How to scrape all data from a web container that has a scroll down

datascraping
string

#1

Hi all,
I want to read the data contained in the inner window into a string variable and parse through the string for the Avg column values. I tried using Get Text activity , which read the entire text but did not save the newLine formatting. As a result, I was not able to split the string on newLine. Is it possible to get the data using other scraping methods

If I manually select the text and copy it into a file and then use that data, the newLine is recognised and I’m able to split the string into lines, but Get Text activity returns a string which I’m not able to parse.

It would also be nice if i could get the text by simulating drag and select by mouse and Ctrl+c . But since there is a scroll down , I’m not able to record the drag and select.

The data is dynamic and can have any no of lines

Thanks for the help !


#2

@venkat97 Hello! Try using sceen scraping method with full text or native as scraping type and generate the table.


#3

@Niket_Ghai I tried that. The text is extracted . I tried printing it and it works fine. But I’m not able to split the string using newline .I even tried seeing if it contains vbCrLf and it returned -1. But when i print it to output , it does print the newline .
Look at the image below

Here I split the string using space (Remove empty entries) . It does show a newline between (14.140.109.241 and HOST : ) as it should . But when I try to search for the newline or split using newline it deosn’t work. Its pretty weird.


#4

Please provide a link of the website please :slight_smile:


#5

Actually the website cant be accessed from outside. I have provided the notepad file into which I wrote the scraped data ( as a string ) . As you will see , notepad also does not display new line. But you can find that there is some hidden character between (14.140.109.241 and HOST : ) I just want to be able to somehow recognize that newline character so that i can split the string .Newline.zip (320.8 KB)

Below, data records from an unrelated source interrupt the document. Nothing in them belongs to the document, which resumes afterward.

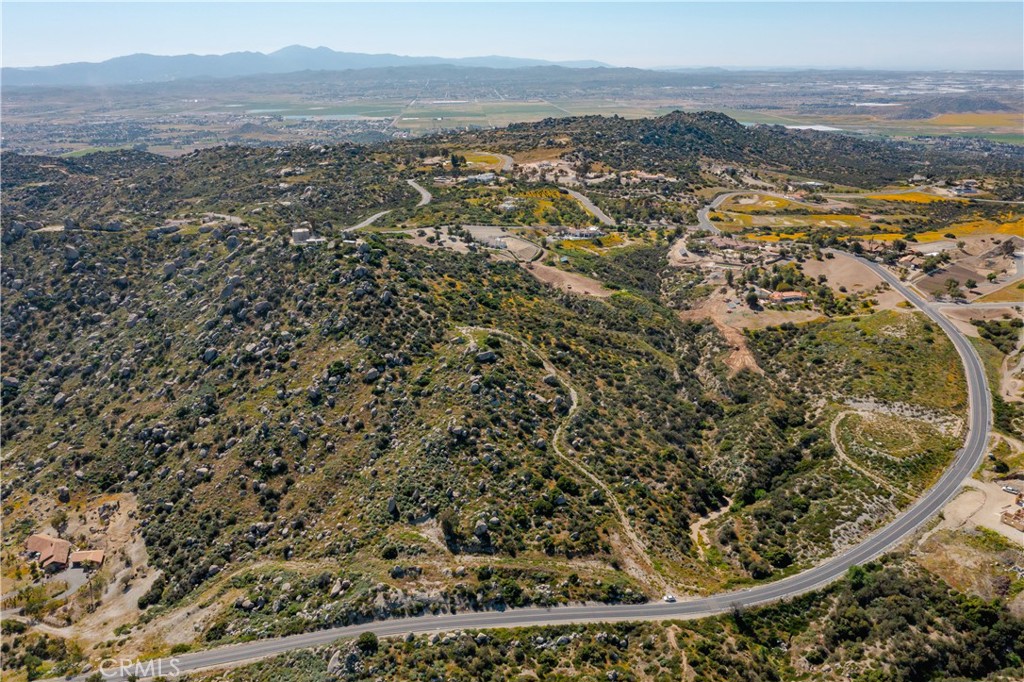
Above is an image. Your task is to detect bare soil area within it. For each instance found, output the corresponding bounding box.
[524,263,615,298]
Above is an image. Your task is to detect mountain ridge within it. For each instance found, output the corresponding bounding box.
[2,45,608,86]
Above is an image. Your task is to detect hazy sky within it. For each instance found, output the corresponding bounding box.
[6,0,1024,69]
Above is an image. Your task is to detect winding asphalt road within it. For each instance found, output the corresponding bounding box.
[58,251,991,680]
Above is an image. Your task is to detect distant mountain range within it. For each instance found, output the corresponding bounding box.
[2,45,608,86]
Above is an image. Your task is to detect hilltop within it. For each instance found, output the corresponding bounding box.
[0,113,1014,675]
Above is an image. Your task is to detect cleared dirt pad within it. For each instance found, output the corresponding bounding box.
[526,263,615,298]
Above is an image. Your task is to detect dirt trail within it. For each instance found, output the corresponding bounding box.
[459,327,668,591]
[828,410,906,498]
[711,315,765,377]
[690,499,732,559]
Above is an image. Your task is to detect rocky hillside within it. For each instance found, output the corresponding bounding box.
[0,115,991,663]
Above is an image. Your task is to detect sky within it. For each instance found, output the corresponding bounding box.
[6,0,1024,70]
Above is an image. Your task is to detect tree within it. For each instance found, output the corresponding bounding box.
[355,632,380,655]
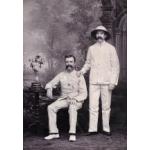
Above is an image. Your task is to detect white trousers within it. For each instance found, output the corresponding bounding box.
[89,84,112,132]
[48,99,82,133]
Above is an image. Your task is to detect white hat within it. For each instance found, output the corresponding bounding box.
[91,26,111,40]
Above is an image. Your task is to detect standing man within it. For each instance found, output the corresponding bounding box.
[45,55,87,141]
[78,26,119,136]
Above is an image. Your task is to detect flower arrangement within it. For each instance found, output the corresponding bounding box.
[29,54,45,82]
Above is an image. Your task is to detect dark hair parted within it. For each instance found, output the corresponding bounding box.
[65,55,76,62]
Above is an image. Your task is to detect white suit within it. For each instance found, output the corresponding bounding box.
[81,41,119,132]
[46,70,87,134]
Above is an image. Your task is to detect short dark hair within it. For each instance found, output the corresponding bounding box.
[65,55,76,62]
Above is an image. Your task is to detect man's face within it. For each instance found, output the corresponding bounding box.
[65,57,75,71]
[96,31,106,42]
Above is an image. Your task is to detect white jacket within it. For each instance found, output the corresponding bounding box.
[45,70,87,102]
[81,41,120,85]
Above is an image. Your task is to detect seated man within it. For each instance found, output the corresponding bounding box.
[45,55,87,141]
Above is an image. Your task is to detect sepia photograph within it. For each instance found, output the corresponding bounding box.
[23,0,127,150]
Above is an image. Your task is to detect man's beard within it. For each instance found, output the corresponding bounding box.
[66,65,74,70]
[96,36,104,40]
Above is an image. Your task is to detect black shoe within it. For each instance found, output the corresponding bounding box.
[102,131,111,136]
[86,132,98,136]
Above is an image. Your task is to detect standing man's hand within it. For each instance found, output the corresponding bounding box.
[108,84,115,90]
[68,98,77,105]
[77,71,83,77]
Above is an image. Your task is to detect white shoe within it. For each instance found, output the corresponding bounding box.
[44,134,59,140]
[69,135,76,142]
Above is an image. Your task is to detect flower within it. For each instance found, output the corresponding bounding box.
[29,54,45,73]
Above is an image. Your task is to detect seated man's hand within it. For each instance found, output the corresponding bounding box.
[77,71,83,77]
[68,98,77,105]
[108,84,115,90]
[46,88,53,99]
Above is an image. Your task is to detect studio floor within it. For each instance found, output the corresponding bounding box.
[24,131,127,150]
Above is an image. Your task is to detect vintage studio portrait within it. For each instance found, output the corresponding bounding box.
[23,0,127,150]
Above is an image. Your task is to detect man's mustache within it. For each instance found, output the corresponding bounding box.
[66,65,73,69]
[97,36,103,40]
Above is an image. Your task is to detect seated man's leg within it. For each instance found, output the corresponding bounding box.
[68,103,82,134]
[45,100,68,139]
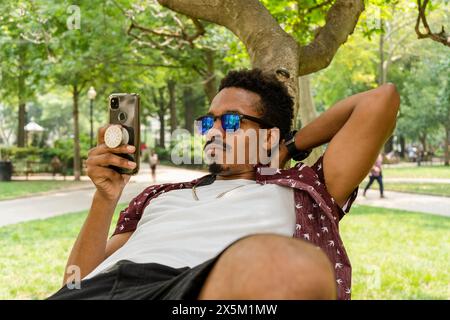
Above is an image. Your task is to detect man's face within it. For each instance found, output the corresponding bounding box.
[204,87,276,174]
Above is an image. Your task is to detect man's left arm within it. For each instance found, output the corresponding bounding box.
[295,84,400,207]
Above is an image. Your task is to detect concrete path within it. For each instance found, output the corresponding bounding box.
[0,164,450,227]
[383,177,450,184]
[0,165,205,227]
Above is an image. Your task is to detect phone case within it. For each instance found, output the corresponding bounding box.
[109,93,141,175]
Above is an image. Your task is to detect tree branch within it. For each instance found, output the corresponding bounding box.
[414,0,450,47]
[299,0,364,75]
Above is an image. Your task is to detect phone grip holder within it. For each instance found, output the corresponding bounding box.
[105,125,130,148]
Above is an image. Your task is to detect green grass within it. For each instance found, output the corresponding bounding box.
[360,180,450,197]
[0,180,88,200]
[0,204,126,300]
[383,165,450,179]
[340,205,450,299]
[385,182,450,197]
[0,205,450,299]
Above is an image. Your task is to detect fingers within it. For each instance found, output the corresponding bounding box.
[121,174,131,184]
[88,143,136,157]
[86,153,136,169]
[87,166,120,181]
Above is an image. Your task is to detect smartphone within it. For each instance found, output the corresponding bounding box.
[109,93,141,175]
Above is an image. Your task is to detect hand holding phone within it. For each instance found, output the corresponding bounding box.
[86,125,136,201]
[106,93,141,175]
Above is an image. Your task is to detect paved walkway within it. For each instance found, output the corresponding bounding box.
[0,164,450,227]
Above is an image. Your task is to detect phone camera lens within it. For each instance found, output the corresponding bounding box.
[111,98,119,109]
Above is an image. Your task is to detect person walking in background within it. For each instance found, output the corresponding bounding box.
[148,149,159,182]
[363,153,385,198]
[50,155,62,179]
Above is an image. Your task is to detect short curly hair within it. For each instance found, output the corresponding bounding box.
[218,69,294,139]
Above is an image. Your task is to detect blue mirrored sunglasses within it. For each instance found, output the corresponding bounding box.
[195,112,274,135]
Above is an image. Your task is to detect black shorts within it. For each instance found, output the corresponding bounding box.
[48,257,218,300]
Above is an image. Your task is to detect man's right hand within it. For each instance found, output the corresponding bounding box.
[86,125,136,201]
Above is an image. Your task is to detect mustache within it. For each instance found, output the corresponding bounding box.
[203,138,231,151]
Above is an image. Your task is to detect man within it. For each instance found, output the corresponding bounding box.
[363,153,384,198]
[51,70,399,299]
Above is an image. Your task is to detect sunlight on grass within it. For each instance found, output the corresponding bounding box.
[383,166,450,179]
[341,205,450,299]
[0,204,450,299]
[0,180,91,200]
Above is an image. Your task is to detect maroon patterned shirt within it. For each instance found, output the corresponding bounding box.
[110,156,358,300]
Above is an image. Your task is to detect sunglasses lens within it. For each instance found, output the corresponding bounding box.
[221,114,241,131]
[198,116,214,135]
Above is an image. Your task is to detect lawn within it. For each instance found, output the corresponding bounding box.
[383,165,450,179]
[0,180,91,200]
[360,181,450,197]
[0,205,450,299]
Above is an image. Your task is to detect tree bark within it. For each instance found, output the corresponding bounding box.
[203,49,217,104]
[297,75,323,165]
[158,0,364,114]
[17,44,27,147]
[72,84,81,181]
[378,19,386,86]
[183,87,194,134]
[155,88,166,148]
[167,80,178,132]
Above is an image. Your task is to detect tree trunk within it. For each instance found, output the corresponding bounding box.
[183,87,194,134]
[296,75,323,165]
[158,0,364,119]
[158,88,166,148]
[72,84,81,181]
[378,19,386,86]
[167,80,178,132]
[17,44,27,147]
[203,49,217,104]
[444,127,450,166]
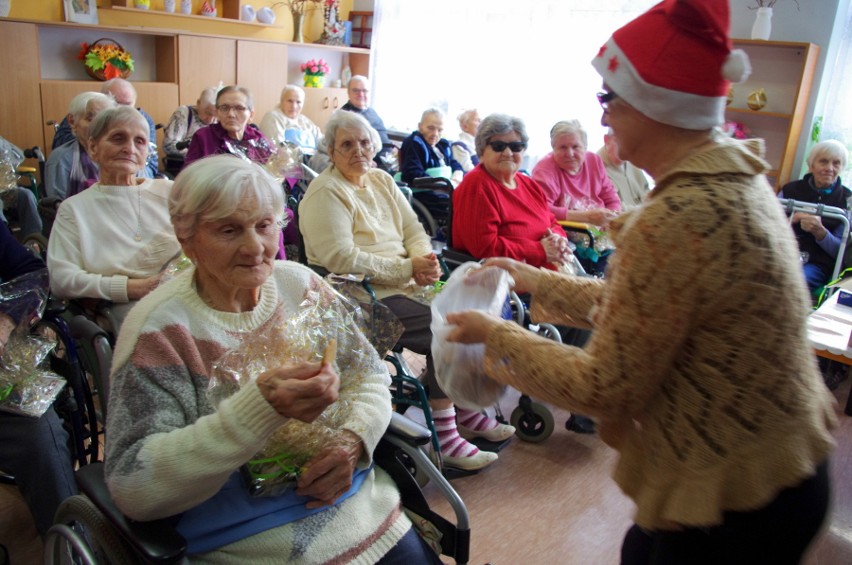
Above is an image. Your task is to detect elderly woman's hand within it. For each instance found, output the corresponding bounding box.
[127,271,164,300]
[586,208,618,226]
[257,363,340,422]
[411,253,442,286]
[296,430,364,508]
[447,310,502,343]
[790,212,828,241]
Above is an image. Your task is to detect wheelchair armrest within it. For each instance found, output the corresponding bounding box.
[408,177,455,194]
[385,412,432,447]
[75,462,186,563]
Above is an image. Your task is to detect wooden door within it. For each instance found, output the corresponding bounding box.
[0,21,43,153]
[178,35,237,104]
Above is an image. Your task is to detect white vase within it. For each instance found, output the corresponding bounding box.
[751,8,772,41]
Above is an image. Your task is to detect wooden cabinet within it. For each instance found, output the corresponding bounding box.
[0,20,44,156]
[237,40,287,119]
[302,88,349,129]
[178,35,237,104]
[725,39,819,191]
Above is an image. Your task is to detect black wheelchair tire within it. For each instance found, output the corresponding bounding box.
[509,402,555,443]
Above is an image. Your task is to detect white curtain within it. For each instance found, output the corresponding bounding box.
[802,5,852,181]
[370,0,658,167]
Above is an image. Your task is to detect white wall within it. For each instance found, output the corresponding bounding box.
[731,0,850,176]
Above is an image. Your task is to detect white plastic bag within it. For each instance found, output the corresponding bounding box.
[431,262,512,410]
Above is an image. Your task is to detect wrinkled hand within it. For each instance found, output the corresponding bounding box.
[541,230,571,265]
[127,271,164,300]
[447,310,502,344]
[484,257,542,294]
[790,212,828,241]
[411,253,442,286]
[257,363,340,423]
[296,430,364,508]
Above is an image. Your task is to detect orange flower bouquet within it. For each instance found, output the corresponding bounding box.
[77,38,133,80]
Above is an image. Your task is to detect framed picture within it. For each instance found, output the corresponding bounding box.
[63,0,98,24]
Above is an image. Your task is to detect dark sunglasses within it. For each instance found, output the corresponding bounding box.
[486,141,527,153]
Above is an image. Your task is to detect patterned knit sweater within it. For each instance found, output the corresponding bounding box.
[486,140,835,529]
[106,263,411,563]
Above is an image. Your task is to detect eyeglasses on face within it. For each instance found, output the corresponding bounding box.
[216,104,248,114]
[334,139,373,155]
[486,141,527,153]
[596,91,618,112]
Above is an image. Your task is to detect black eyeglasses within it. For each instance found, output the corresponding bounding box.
[597,91,618,112]
[216,104,248,114]
[486,141,527,153]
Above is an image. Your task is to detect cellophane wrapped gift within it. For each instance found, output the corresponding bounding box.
[0,269,65,418]
[431,262,512,410]
[208,285,402,496]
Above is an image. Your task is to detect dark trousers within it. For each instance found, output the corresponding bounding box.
[381,294,447,399]
[621,462,831,565]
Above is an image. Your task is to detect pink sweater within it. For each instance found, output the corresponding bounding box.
[533,152,621,220]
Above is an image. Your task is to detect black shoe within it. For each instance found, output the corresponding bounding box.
[565,414,595,434]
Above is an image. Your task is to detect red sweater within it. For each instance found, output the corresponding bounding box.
[452,165,565,267]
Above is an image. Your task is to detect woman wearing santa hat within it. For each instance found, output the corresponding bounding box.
[447,0,835,564]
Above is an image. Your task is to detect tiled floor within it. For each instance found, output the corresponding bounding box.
[5,374,852,565]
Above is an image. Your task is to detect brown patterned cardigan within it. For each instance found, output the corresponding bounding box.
[486,140,835,529]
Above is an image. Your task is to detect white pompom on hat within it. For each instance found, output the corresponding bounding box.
[592,0,751,130]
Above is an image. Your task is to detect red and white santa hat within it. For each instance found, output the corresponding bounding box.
[592,0,751,130]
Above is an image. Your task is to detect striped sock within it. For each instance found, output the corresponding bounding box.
[458,408,498,432]
[432,408,479,457]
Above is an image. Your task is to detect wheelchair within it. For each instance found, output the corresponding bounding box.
[442,187,594,443]
[45,414,470,565]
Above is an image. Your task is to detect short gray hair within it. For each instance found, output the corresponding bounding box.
[216,84,254,110]
[169,155,285,240]
[198,86,216,106]
[474,114,530,157]
[89,105,151,141]
[68,92,115,120]
[807,139,849,170]
[325,110,382,159]
[420,108,444,123]
[550,120,589,149]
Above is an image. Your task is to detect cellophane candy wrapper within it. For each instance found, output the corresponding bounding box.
[208,280,382,496]
[325,273,405,355]
[0,269,65,418]
[431,262,512,410]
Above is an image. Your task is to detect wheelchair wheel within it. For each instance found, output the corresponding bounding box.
[510,402,554,443]
[396,447,441,488]
[54,495,137,563]
[21,233,47,259]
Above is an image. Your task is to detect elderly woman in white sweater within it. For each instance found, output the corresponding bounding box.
[299,112,515,470]
[47,106,180,321]
[105,155,440,565]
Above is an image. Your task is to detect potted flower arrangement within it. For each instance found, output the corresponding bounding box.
[77,38,133,80]
[299,59,328,88]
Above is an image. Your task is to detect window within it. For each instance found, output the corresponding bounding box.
[802,6,852,181]
[371,0,657,164]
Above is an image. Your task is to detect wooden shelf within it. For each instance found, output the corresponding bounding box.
[112,6,272,27]
[725,106,793,120]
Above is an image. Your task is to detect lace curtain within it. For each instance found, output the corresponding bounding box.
[370,0,657,165]
[802,6,852,181]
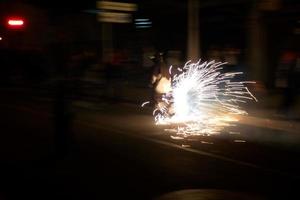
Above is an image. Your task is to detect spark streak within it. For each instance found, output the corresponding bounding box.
[146,60,257,137]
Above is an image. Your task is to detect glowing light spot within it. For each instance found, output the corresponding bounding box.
[144,60,257,139]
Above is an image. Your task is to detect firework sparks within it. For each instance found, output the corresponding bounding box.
[144,61,257,137]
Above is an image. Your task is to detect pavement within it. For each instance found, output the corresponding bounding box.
[0,80,300,199]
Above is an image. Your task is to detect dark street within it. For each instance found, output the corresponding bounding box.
[0,88,300,199]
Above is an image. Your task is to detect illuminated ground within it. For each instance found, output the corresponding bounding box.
[0,90,300,199]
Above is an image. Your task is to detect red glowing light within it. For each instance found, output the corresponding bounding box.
[7,19,24,27]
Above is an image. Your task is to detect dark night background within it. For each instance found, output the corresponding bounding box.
[0,0,300,200]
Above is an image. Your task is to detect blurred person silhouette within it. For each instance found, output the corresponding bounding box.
[276,39,300,117]
[150,53,172,115]
[53,40,72,159]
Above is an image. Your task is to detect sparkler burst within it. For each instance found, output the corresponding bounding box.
[146,60,257,137]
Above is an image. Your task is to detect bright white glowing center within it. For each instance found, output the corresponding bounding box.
[146,61,256,136]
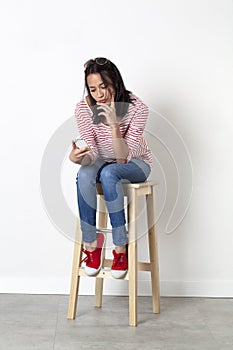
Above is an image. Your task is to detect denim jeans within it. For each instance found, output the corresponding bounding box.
[76,158,151,246]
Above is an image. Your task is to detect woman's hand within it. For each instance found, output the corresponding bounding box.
[97,94,118,125]
[69,141,91,165]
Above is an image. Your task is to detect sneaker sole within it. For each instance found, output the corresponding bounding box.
[111,270,128,279]
[84,233,106,276]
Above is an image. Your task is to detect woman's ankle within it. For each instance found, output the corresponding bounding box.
[115,245,126,254]
[84,239,97,252]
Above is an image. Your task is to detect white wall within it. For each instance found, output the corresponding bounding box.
[0,0,233,296]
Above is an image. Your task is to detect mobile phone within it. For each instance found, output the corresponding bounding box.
[74,139,89,148]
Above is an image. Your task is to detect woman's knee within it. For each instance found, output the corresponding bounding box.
[100,164,119,183]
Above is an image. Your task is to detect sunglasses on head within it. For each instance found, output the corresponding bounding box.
[84,57,109,69]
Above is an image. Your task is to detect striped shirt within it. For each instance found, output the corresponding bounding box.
[75,95,153,167]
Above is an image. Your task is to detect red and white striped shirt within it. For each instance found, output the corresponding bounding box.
[75,95,153,167]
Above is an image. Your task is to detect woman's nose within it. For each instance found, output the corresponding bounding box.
[97,89,103,97]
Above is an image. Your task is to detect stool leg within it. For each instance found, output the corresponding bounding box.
[128,189,137,326]
[146,186,160,314]
[68,219,82,320]
[95,196,108,307]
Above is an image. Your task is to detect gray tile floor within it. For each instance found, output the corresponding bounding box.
[0,294,233,350]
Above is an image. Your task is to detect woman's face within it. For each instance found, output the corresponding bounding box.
[87,73,114,103]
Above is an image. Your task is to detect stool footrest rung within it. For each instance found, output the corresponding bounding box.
[78,267,129,280]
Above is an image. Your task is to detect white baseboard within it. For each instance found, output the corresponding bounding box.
[0,277,233,298]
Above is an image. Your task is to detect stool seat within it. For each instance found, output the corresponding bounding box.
[68,181,160,326]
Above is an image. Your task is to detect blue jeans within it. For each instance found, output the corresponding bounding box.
[76,158,151,246]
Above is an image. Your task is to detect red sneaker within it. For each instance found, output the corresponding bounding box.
[81,233,105,276]
[111,246,128,278]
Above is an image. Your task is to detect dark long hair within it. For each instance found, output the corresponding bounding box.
[84,57,134,124]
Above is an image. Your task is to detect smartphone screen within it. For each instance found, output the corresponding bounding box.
[75,139,89,148]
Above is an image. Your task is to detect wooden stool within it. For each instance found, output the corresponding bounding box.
[68,181,160,326]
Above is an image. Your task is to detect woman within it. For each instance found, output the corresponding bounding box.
[69,57,152,278]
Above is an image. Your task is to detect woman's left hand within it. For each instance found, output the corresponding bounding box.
[97,94,117,125]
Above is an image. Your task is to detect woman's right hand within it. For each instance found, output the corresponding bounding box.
[69,141,91,165]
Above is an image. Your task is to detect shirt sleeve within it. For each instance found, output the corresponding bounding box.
[124,101,149,163]
[74,103,98,164]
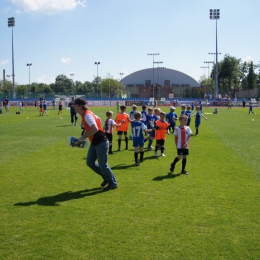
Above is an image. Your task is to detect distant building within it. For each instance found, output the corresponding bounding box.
[120,67,200,99]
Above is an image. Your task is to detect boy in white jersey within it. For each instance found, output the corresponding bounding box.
[170,115,192,174]
[103,110,124,154]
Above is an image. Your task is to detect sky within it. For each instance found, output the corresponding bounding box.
[0,0,260,84]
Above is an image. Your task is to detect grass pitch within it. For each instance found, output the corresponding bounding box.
[0,104,260,260]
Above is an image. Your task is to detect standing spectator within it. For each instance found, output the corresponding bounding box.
[68,97,78,125]
[243,98,246,108]
[3,97,9,114]
[74,98,118,191]
[249,102,255,115]
[170,115,192,174]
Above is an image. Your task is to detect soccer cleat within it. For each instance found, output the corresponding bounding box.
[100,180,108,188]
[103,185,118,191]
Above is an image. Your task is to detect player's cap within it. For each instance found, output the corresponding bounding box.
[72,98,87,106]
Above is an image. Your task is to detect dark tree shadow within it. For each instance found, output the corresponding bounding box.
[14,188,103,206]
[56,124,71,127]
[153,173,181,181]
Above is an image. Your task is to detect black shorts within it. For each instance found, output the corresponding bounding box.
[117,131,127,135]
[156,139,165,146]
[177,149,189,155]
[106,133,113,143]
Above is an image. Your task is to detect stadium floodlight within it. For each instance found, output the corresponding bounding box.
[8,17,15,98]
[147,53,160,98]
[95,61,102,98]
[209,9,220,98]
[26,63,32,97]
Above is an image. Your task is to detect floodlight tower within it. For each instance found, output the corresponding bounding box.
[209,9,220,98]
[8,17,15,98]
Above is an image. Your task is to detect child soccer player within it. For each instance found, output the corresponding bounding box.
[103,110,124,154]
[146,107,156,151]
[43,101,49,116]
[249,102,255,115]
[58,101,62,115]
[185,106,191,126]
[170,115,192,174]
[115,105,134,151]
[191,106,208,135]
[154,111,169,156]
[166,107,178,134]
[132,111,152,166]
[181,105,186,115]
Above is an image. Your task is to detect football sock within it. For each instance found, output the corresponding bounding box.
[181,159,187,172]
[172,157,179,167]
[135,152,138,162]
[125,137,128,149]
[140,152,144,161]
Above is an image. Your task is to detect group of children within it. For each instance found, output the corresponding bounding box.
[104,105,207,174]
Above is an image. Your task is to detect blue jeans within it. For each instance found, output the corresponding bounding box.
[86,141,117,187]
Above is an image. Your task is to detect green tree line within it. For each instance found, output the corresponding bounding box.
[0,74,125,98]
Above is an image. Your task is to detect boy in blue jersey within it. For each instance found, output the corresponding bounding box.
[181,105,186,115]
[165,107,178,134]
[132,111,152,166]
[146,107,157,151]
[191,106,208,135]
[185,106,191,126]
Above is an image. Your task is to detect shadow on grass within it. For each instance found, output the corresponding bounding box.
[14,188,103,206]
[56,124,71,127]
[153,173,181,181]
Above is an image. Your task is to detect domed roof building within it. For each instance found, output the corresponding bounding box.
[120,67,200,99]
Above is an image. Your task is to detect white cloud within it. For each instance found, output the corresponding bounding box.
[12,0,86,14]
[243,56,254,62]
[37,75,47,83]
[61,58,70,64]
[0,60,9,66]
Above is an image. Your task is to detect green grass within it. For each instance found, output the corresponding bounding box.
[0,104,260,260]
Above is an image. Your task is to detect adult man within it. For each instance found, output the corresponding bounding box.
[74,98,117,191]
[3,97,9,114]
[68,97,78,125]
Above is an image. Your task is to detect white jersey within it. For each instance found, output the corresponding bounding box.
[174,126,192,149]
[104,118,116,134]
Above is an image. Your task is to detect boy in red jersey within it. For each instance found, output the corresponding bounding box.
[73,98,117,191]
[115,105,134,151]
[103,110,124,154]
[170,115,192,174]
[151,111,169,156]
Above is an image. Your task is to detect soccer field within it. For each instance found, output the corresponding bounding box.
[0,107,260,260]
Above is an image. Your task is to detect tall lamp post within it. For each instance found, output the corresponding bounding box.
[209,9,220,98]
[8,17,15,98]
[26,63,32,97]
[95,61,100,97]
[147,53,160,98]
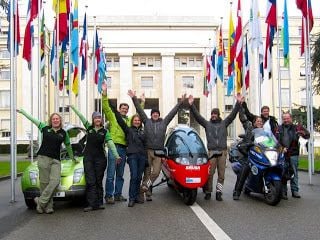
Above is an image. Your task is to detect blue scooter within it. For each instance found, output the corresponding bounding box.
[229,136,285,206]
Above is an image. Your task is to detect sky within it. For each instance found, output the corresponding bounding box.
[38,0,320,29]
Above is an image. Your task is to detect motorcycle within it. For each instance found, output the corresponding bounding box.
[229,135,285,206]
[153,125,210,205]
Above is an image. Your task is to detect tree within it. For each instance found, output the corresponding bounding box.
[292,106,320,132]
[311,33,320,94]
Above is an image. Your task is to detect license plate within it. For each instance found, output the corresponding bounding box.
[186,178,201,183]
[53,192,66,197]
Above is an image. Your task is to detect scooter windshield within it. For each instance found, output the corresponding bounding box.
[166,130,207,158]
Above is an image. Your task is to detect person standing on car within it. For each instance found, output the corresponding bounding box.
[275,113,310,200]
[102,83,144,204]
[109,100,147,207]
[70,106,121,212]
[128,90,186,201]
[242,102,278,135]
[17,109,75,214]
[189,94,243,201]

Also , the data is dynamically generated , and might be different from what you saw in the initial image. but the format is the same


#6

Hi Venkat
I have tried to split the text on the basis of new line characters and I am getting output as in the image attached


If you need output in this format you can refer this workflow.
Split.xaml (5.5 KB)


#7

@Bharat Thank you It works! What I initially tried was text.Split({Environment.newLine},StringSplitOptions.RemoveEmptyEntries) which didnt work

But your method works. Can you also suggest how to split by an empty line (between two paragraphs) . I tried using 2 newLines .